11.9.11

Vigésimo Cuarto Domingo del T.O.: Eclesiástico 27:33-28, 9; Romanos 14:7-9; Mateo 18:21-35

Cristo del Perdón (Huelva)Image via WikipediaVea Lecturas Biblícas

Estas lecturas hablan del perdón. Hemos oído en nuestras vidas muchos sermones sobre el perdón. Vamos a leer con cuidado para encontrar si hay algo nuevo que Dios nos quiere decir. En la lectura de Eclesiástico (también conocido como el libro de Sirácide), el perdón del prójimo es el hecho necesario y práctico: si pedimos perdón a Dios y a nuestros compañeros por nuestros pecados, tenemos que dar el mismo perdón. Para mantener una relación con Dios, tenemos que perdonar a otros precisamente porque la única base de nuestra relación con Dios es el perdón de Dios hacia nosotros. Para recibir perdón (algo que tenemos que recibir por necesidad humana) tenemos que dar perdón.

¿Y para que hacer todo esto? Porque, como dice Pablo en la segunda lectura, vivimos y morimos para el Señor. El egoísmo no puede perdonar.
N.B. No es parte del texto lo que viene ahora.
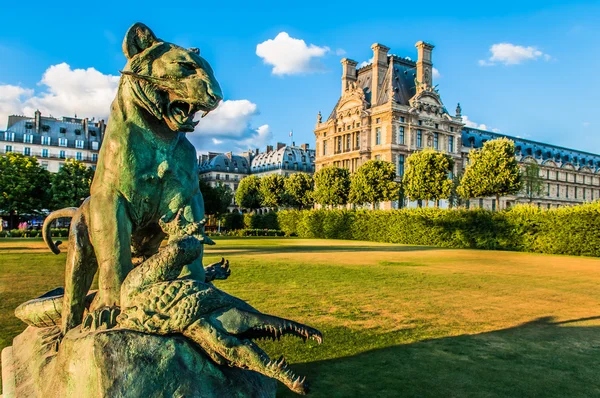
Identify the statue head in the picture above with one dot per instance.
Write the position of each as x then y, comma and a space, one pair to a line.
170, 82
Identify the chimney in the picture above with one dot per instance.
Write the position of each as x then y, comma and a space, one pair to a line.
38, 121
379, 67
348, 73
424, 65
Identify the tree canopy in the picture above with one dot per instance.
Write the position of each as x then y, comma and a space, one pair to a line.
374, 182
332, 186
24, 186
492, 171
248, 195
427, 175
216, 199
298, 190
71, 184
271, 190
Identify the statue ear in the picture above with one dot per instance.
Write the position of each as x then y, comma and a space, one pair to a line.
138, 38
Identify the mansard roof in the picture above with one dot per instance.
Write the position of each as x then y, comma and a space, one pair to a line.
225, 162
472, 137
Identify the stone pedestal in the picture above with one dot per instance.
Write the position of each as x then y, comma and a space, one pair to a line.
119, 363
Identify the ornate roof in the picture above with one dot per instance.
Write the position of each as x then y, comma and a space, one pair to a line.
561, 156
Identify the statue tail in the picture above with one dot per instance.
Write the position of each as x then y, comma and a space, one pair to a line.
63, 213
46, 310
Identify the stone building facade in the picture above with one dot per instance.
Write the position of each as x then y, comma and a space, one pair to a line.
53, 140
230, 169
390, 108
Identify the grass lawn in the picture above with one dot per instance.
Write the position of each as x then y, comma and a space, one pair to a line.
397, 320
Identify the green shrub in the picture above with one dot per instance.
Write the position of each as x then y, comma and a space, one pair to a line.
566, 230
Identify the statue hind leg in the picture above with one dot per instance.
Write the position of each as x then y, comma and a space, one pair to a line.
80, 269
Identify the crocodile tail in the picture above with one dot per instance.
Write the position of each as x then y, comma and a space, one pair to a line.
46, 310
63, 213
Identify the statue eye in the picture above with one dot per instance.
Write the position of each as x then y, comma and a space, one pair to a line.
187, 65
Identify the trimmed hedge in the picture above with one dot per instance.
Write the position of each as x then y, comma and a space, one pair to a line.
17, 233
566, 230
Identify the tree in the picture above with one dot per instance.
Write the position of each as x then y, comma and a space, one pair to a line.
532, 182
24, 186
216, 199
492, 171
455, 199
71, 185
298, 190
426, 176
248, 194
374, 182
332, 185
271, 190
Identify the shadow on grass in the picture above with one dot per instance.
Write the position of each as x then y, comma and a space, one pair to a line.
541, 358
321, 249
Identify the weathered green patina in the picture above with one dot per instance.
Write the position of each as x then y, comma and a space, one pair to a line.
146, 189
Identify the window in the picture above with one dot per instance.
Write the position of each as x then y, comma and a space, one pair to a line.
400, 165
401, 135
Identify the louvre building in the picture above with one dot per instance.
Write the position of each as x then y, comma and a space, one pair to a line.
390, 108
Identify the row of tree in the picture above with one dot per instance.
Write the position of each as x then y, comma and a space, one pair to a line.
492, 171
26, 188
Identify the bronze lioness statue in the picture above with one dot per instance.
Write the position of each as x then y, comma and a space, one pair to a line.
147, 169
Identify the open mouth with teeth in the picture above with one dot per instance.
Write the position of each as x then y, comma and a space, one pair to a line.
278, 369
180, 115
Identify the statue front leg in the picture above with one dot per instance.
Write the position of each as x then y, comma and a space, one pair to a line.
110, 231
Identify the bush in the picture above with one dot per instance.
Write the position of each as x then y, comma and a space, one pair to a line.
566, 230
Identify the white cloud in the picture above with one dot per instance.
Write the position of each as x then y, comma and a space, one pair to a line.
65, 92
472, 124
365, 63
290, 56
511, 54
229, 128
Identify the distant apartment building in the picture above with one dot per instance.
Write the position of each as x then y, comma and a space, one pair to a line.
390, 108
53, 140
229, 169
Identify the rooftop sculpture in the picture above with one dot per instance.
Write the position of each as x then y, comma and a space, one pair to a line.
155, 307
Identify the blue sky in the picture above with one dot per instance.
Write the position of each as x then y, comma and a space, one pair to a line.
542, 87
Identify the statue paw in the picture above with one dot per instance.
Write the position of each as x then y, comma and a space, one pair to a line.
100, 319
218, 270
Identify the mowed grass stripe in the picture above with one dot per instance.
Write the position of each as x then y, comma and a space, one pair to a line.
398, 320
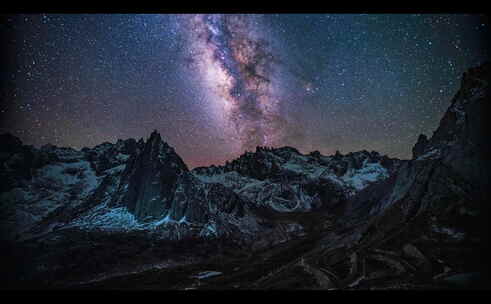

Se ancla en el orgullo o en la venganza. Pero si reconocemos que existimos no para nosotros sino para Dios, entonces si podemos perdonar ofensas personales. Reconocemos que la ofensa personal no importa; lo que importa es vivir la vocación que Dios nos ha dado. Eso es lo importante. La venganza se rechaza no porque el que ofende no se la merece pero porque nosotros tenemos asuntos mucho más importantes para enfrentar en nuestras vidas.

Pero también es verdad que el perdón no es idealmente algo sin ciertas condiciones. En la parábola que Jesús nos cuenta en el Evangelio los que fueron perdonados primero suplicaron por el perdón y reconocían a la misma vez que tenían la obligación de pagar sus deudas. No es asunto de recibir el perdón sin tener que pedirlo y sin tener que tratar de corregir los efectos de nuestros hechos. Él que quiere ser perdonado, sea por Dios o por el prójimo, tiene que arrepentirse y anunciar un cambio de conducta. Para ser perdonado tenemos que convertirnos.

A la misma vez, Cristo desde la cruz perdonó a sus enemigos porque ellos no sabían lo que hacían. En ciertas situaciones, él que nos ofende ni pide y ni quiere el perdón: ni reconoce que lo que ha hecho es algo malo. En tal casos, perdonamos por medio de no guardar el rencor. Pero él que ofende y no se se quiere arrenpentir es él que pierde la oportunidad de conversión. Pero él que perdona hasta el prójimo que no pide el perdón queda libre para vivir la vocación suya manifestada en la vida y la misión que recibe de Cristo.